Table 3 presents a summary of options presented in this paper (with the exception of voluntary measures).
Table 3: Summary of Effects (1 is least positive and 3 is most positive)
View summary of effects (large table)
In the draft NZES, the government proposes a number of principles to guide the choice of transitional measures. These are:
a) Measures should be compatible with, and enable a transition to, longer-term policy options where the cost of greenhouse gas emissions is reflected in the relative cost of the fuels that produce greenhouse gas emissions.
b) Investors in new generation should face a price signal that reflects the value of greenhouse gas emissions avoided for renewables relative to fossil fuels, either immediately or over a transitional period.
c) Owners of existing fossil fuel generation should follow a transitional path to facing the full cost on greenhouse gas emissions.
d) On electricity prices, the effect of any transitional measures on electricity prices should be gradual.
Based on the above principles, the government is attracted to measures which would support the early development of emissions trading in the sector.
Competitiveness issues
Generation of electricity in New Zealand is characterised by high levels of renewable energy sources. As a result, the emissions intensity of New Zealand grid electricity is low compared to electricity consumed in many major trading partner countries. This reasoning implies that a price on emissions from electricity generation would potentially have a relatively low impact on the wholesale price of electricity supplied in New Zealand, although the extent of the impact depends on whether the price on emissions is applied to marginal or absolute emissions, and whether the wholesale clearing price of electricity is determined by fossil fuel or renewable generation.
Treatment of industrial process emissions
Industrial process emissions do not fall within the scope of this discussion paper (as they are not covered in the scope of the draft NZES). However, as illustrated in Table 3, many of the options discussed in this paper could be extended to cover industrial process emissions, which could be desirable in terms of climate change policy and efficiency.
Market power issues
As a relatively small island economy with no electrical connections to other countries, New Zealand can avoid some of the implementation complexities that would be encountered elsewhere. However, the small size of the New Zealand market, combined with the relatively small number of market players, make market power a critical issue for consideration when any transitional measures are designed. For example, the electricity generation market is dominated by only five companies. Careful attention will need to be given to the design of market rules to assure that these measures foster competitive behaviour.

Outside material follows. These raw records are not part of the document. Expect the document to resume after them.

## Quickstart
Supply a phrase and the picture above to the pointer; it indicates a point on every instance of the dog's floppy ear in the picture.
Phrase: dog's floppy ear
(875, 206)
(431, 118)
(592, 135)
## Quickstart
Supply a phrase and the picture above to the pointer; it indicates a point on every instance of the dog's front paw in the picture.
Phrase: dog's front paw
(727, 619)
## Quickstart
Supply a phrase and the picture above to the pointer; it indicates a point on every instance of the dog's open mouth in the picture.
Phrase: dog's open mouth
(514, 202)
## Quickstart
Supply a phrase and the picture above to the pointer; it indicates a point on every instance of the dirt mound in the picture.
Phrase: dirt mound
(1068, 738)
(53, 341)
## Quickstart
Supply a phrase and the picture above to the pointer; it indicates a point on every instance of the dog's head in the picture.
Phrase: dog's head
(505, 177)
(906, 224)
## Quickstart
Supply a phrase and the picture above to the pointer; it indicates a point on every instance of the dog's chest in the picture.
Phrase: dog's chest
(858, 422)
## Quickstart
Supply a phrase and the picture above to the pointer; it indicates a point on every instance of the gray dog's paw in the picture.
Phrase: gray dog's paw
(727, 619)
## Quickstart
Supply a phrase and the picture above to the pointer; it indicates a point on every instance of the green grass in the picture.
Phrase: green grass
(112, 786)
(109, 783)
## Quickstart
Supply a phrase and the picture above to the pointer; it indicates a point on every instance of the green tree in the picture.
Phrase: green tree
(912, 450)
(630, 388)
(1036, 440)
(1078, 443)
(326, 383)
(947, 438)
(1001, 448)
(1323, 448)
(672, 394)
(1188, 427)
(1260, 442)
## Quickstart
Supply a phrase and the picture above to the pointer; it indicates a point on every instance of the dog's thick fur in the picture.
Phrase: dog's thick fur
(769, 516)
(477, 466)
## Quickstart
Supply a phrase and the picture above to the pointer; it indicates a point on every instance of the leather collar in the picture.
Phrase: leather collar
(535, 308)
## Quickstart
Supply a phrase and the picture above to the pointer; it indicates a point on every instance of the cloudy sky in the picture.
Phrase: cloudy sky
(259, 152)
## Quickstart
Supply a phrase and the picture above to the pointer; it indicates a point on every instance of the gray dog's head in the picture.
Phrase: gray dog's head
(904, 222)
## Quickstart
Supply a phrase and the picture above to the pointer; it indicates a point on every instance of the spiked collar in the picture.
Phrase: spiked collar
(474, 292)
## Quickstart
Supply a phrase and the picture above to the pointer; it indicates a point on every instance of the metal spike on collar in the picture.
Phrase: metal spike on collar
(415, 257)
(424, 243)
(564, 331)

Taking account of other existing or proposed policies
Any mechanism that gives electricity and industrial emitters an incentive to use renewable energy should take any other existing or proposed policies into account. As an example, the government is developing a biofuels sales obligation that penalises oil companies if they do not sell a proportion of biofuels. The level of biofuels that is used to meet this obligation, or contribute beyond this obligation, might be affected by any future incentives/disincentives to use the biofuel in industrial heat or electricity production.